Last summer several whales were tagged to assess their responses to manmade noise and to record the sounds they made themselves while diving. Tagging teams use short duration suction cup mountings to attach acoustic tags on the whales. The tags can collect several gigabytes of sound recordings and movement data. After a few hours the tags are retrieved, the data are downloaded into a computer, and within minutes the tag is ready to 'go on board' another whale.
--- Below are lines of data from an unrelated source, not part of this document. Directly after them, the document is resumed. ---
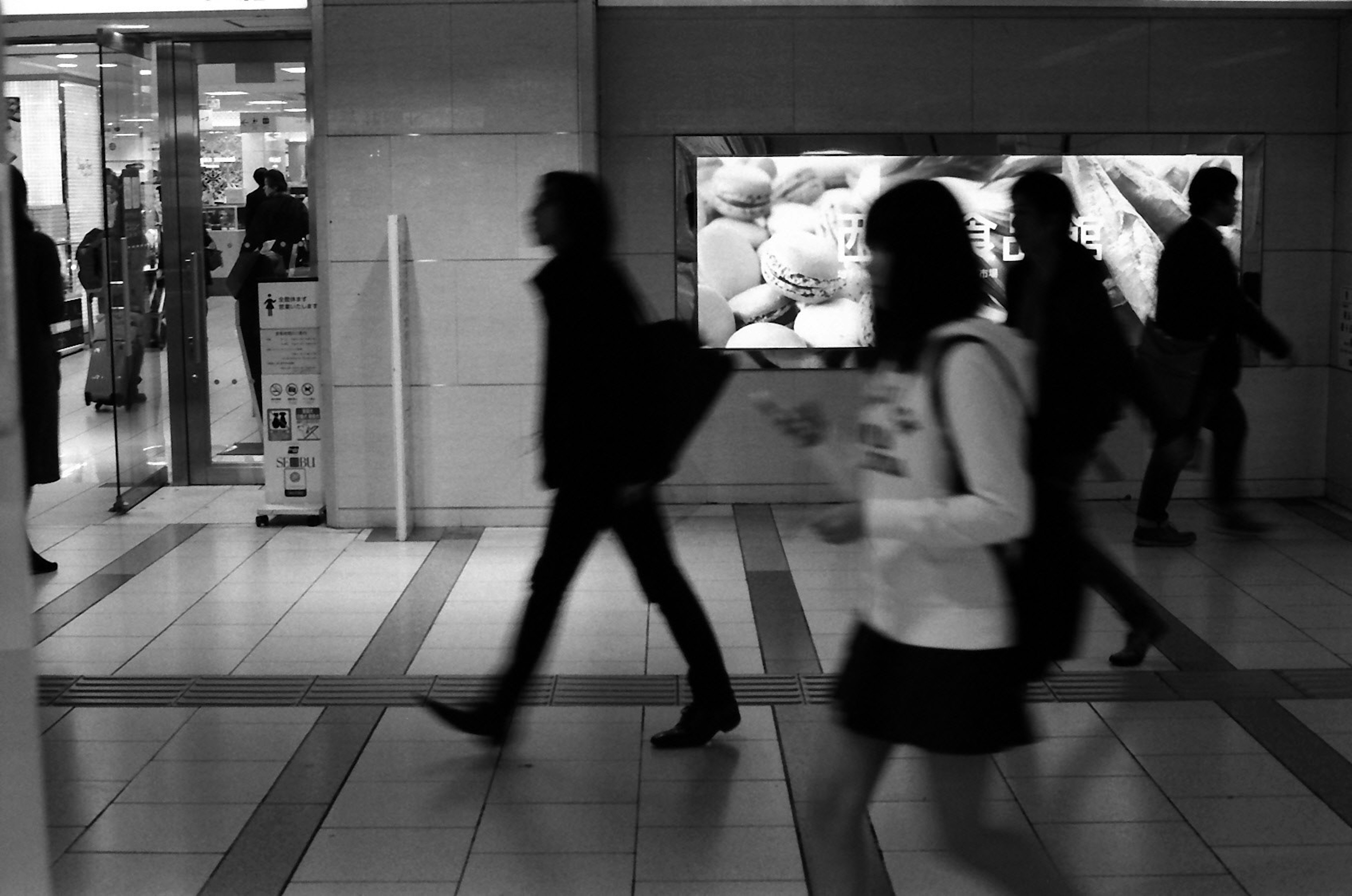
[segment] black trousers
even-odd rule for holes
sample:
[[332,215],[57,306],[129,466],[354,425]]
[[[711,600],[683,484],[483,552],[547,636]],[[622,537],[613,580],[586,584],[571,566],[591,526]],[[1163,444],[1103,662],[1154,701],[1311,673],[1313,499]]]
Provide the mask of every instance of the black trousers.
[[1075,653],[1086,585],[1099,592],[1134,630],[1160,627],[1153,600],[1090,537],[1079,508],[1079,481],[1090,457],[1052,458],[1034,476],[1034,526],[1025,542],[1025,569],[1032,577],[1042,627],[1030,632],[1042,655],[1064,659]]
[[258,324],[258,281],[250,280],[239,291],[239,339],[245,343],[245,364],[253,385],[254,407],[262,419],[262,332]]
[[[1207,389],[1199,395],[1188,431],[1195,437],[1203,428],[1211,430],[1211,499],[1218,504],[1230,504],[1240,493],[1240,455],[1249,434],[1244,405],[1233,388]],[[1161,450],[1159,441],[1155,443],[1141,481],[1137,516],[1157,523],[1169,518],[1169,500],[1184,464],[1184,458]]]
[[549,643],[568,584],[596,535],[607,528],[615,530],[644,593],[667,618],[672,638],[690,665],[694,701],[733,699],[714,628],[676,566],[652,491],[625,507],[617,505],[617,495],[611,485],[565,485],[554,495],[545,547],[530,577],[530,599],[511,661],[498,685],[496,708],[504,712],[515,708]]

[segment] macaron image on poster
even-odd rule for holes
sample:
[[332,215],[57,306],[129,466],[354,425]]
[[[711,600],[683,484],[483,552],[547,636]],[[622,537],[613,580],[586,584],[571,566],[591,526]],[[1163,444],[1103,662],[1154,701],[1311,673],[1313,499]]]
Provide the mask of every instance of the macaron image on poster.
[[[1140,322],[1155,308],[1164,241],[1187,220],[1192,176],[1224,166],[1242,182],[1244,158],[823,154],[699,155],[694,164],[691,308],[704,345],[840,357],[872,343],[864,222],[898,184],[936,180],[953,193],[983,268],[983,314],[1002,320],[1006,269],[1022,258],[1010,188],[1030,170],[1063,177],[1078,211],[1071,238],[1103,262],[1114,303]],[[1224,237],[1238,255],[1238,230]]]

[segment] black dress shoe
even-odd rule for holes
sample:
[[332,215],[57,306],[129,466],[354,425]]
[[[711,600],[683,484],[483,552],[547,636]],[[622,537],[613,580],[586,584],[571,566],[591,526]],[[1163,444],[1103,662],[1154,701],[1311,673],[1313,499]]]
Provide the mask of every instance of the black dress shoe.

The tagging involves a coordination of spotters on the bridge of the ship, acoustics and recording teams in the ship's computer room, and the actual tagging teams aboard a specially built close-approach vessel.
The Gulf sperm whale study, begun in summer 2000, will be repeated in summer 2001. This study provides the concurrent, integrated oceanographic, climactic, and biological data needed for graphical modeling and environmental risk assessment systems like Global Information Systems (GIS) and ONR's ESME (Effects of Sound on the Marine Environment) project.